Bis ins kleinste Detail kann man das nicht beantworten. Im Zuge des Treffens wurde sich auf einen Minimalkonsens geeinigt, jedoch hat jede Fanszene unterschiedliche Möglichkeiten und hat weiterhin viele Freiheiten. Aufgrund der Abstimmung über das neue Pamphlet auf der Mitgliederversammlung des Ligaverbandes am 12.12. heißt das Projekt „12:12 – Ohne Stimme, keine Stimmung“. Ab dem Wochenende des 23-25. Novembers geht die Aufklärung zu dem Thema und zu den Aktionen offiziell los. Viel Aufklärung hat aber schon davor stattgefunden und einige Aktionen werden schon an diesem Wochenende über die Bühne gehen. Die Spiele der folgenden Spieltage werden in den ersten zwölf Minuten und zwölf Sekunden stimmungsmäßig boykottiert. Andere Aktionen laufen begleitend, sind aber sehr unterschiedlich und bleiben den einzelnen Szenen überlassen. Alle optischen Aktionen oder der Stimmungsboykott sind nur ein Teil der wichtigen Arbeit in Bezug auf die Gesamtproblematik. Die von uns koordinierten Punkte sind aber typisch für Fankurven und erreichen durch die Vielzahl der Stadiongänger und durch das Aufgreifen der Medien einen Großteil der Fußballinteressierten.

Wie kann man euch unterstützen?

In vielerlei Hinsicht kann man uns unterstützen. Zunächst sollte sich jeder informieren. Das ist das wichtigste und sollte den Aktionen in unseren Augen breiten Zuspruch bringen. Selten lagen die besseren Argumente so klar bei den Fans. Die möglichen Konsequenzen sollte sich jeder selbst vor Augen führen. Außerdem sollte man die Aktionen mit aktiver Teilnahme unterstützen. Man kann über alles diskutieren, seien es Formulierungen oder gewählte Stilmittel, aber momentan ist Einigkeit sehr wichtig.

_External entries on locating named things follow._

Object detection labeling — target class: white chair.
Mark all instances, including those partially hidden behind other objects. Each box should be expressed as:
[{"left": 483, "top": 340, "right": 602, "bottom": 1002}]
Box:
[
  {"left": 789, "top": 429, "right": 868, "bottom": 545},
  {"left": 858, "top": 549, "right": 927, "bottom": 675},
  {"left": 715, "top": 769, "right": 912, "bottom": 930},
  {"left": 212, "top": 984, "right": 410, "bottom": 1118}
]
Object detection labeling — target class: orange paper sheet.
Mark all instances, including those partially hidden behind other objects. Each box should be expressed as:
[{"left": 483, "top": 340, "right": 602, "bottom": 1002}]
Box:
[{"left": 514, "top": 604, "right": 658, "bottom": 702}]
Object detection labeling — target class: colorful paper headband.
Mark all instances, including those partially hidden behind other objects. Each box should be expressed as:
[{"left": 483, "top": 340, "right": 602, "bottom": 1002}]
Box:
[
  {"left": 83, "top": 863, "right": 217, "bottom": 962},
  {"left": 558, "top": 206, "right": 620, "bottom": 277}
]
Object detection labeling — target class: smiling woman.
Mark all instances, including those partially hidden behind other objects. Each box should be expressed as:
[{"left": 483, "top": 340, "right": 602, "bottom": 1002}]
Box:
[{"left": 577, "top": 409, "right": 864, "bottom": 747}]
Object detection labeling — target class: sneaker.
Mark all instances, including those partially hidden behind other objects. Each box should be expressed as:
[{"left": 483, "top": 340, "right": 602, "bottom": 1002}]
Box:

Des Weiteren sollte jeder die Aktion „Ich fühl‘ mich sicher“ fördern. Hier kann man die auf der Internetseite www.ich-fuehl-mich-sicher.de getätigten Aussagen mit dem eigenen Namen unterschreiben und somit ein weiteres klares Zeichen setzen.

Die Webseite zu den Aktionen wird unter www.12doppelpunkt12.de zu finden sein. Hier könnt ihr euch informieren, auch wenn der direkte Kontakt zu den Fanszenen eurer jeweiligen Vereine sicherlich noch informativer ist.